Development Environment Setup

Before building your first MCP server, let's set up your development environment. You'll need three things:

  1. Rust - The programming language
  2. cargo-pmcp - The PMCP development toolkit
  3. An MCP client - To test and use your servers

Installing Rust

If you don't have Rust installed, run:

curl --proto '=https' --tlsv1.2 -sSf https://sh.rustup.rs | sh

Follow the prompts and select the default installation.

macOS users: You may need to install Xcode command line tools first: xcode-select --install

After installation, restart your terminal and verify:

rustc --version
# Should output: rustc 1.82.0 or later

cargo --version
# Should output: cargo 1.82.0 or later

Installing cargo-pmcp

Install the PMCP development toolkit:

cargo install cargo-pmcp

This provides several commands you'll use throughout this course:

CommandPurpose
cargo pmcp newCreate a new MCP workspace
cargo pmcp addAdd servers and tools to your workspace
cargo pmcp devRun a server in development mode
cargo pmcp testRun MCP-specific tests
cargo pmcp deployDeploy to cloud platforms

Verify installation:

cargo pmcp --version

Choosing an MCP Client

MCP servers need a client to connect to. Several developer-friendly MCP clients are available:

ClientBest ForMCP Support
Claude CodeTerminal-based development, CLI workflowsExcellent
CursorAI-assisted coding in VS Code forkGood
Gemini Code AssistGoogle Cloud integrated developmentGood
ClineVS Code extension for AI codingGood
KiroAWS-focused agentic IDEGood
Codex CLIOpenAI's terminal assistantBasic

For this course, we recommend Claude Code. It has excellent MCP support, works entirely in the terminal, and makes it easy to add and manage MCP servers.

Installing Claude Code

macOS and Linux

curl -fsSL https://claude.ai/install.sh | bash

Windows

irm https://claude.ai/install.ps1 | iex

After installation, verify it works:

claude --version

First Run

The first time you run Claude Code, you'll need to authenticate:

claude

Follow the prompts to log in with your Anthropic account.

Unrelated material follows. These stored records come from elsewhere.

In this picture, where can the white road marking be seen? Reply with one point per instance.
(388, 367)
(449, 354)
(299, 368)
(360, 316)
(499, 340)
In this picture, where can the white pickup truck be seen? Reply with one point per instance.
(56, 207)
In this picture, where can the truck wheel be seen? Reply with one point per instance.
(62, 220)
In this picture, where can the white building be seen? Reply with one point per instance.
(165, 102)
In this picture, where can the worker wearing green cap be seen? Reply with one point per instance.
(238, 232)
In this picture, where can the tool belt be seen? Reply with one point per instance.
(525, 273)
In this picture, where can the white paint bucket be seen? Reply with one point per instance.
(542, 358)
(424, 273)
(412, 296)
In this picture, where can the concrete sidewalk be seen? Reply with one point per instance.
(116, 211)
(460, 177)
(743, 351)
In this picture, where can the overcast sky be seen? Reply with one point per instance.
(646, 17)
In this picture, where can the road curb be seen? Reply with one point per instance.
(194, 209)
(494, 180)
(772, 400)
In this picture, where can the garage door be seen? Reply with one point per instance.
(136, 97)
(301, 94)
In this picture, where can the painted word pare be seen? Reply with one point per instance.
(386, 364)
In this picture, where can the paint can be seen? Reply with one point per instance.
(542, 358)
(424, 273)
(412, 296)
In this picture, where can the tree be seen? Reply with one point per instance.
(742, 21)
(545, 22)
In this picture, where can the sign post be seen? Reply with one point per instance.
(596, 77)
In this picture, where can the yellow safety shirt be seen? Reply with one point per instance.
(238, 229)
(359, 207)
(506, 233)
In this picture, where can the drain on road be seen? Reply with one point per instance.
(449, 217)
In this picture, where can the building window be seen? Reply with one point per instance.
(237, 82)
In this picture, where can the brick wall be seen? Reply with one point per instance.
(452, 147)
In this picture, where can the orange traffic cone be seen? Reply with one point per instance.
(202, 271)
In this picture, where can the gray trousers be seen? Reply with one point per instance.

Adding MCP Servers to Claude Code

Once your MCP server is running, you can add it to Claude Code with a single command:

claude mcp add <server-name> -t http <server-url>

For example:

claude mcp add calculator -t http http://localhost:3000

You can list your configured servers:

claude mcp list

And remove servers you no longer need:

claude mcp remove calculator

MCP Inspector (Optional)

MCP Inspector is a debugging tool that lets you interact with MCP servers directly, without going through an AI client. It's useful for testing and troubleshooting.

No installation needed—just run with npx:

npx @modelcontextprotocol/inspector http://localhost:3000/mcp

This opens a web UI where you can browse tools, call them with test inputs, and see the raw JSON-RPC messages.

Configuring Your IDE

For writing Rust code, configure your preferred IDE:

VS Code

Install these extensions:

  1. rust-analyzer - Rust language support (essential)
  2. Even Better TOML - TOML syntax highlighting
  3. CodeLLDB - Debugging support

Cursor

Cursor includes rust-analyzer support. Enable it in settings and you're ready to go.

RustRover

JetBrains RustRover works out of the box with Rust projects—no additional configuration needed.

Zed

Zed has built-in Rust support with excellent performance.

Enterprise Considerations

In enterprise environments, you may need to:

  • Configure cargo to use an internal registry or mirror
  • Set up proxy settings for cargo and rustup
  • Use a corporate certificate authority

Consult your IT department's Rust setup guide for organization-specific instructions.

Verify Your Setup

Let's confirm everything is working:

# Check Rust
rustc --version && cargo --version

# Check cargo-pmcp
cargo pmcp --version

# Check Claude Code
claude --version

If all three commands succeed, you're ready to build your first MCP server!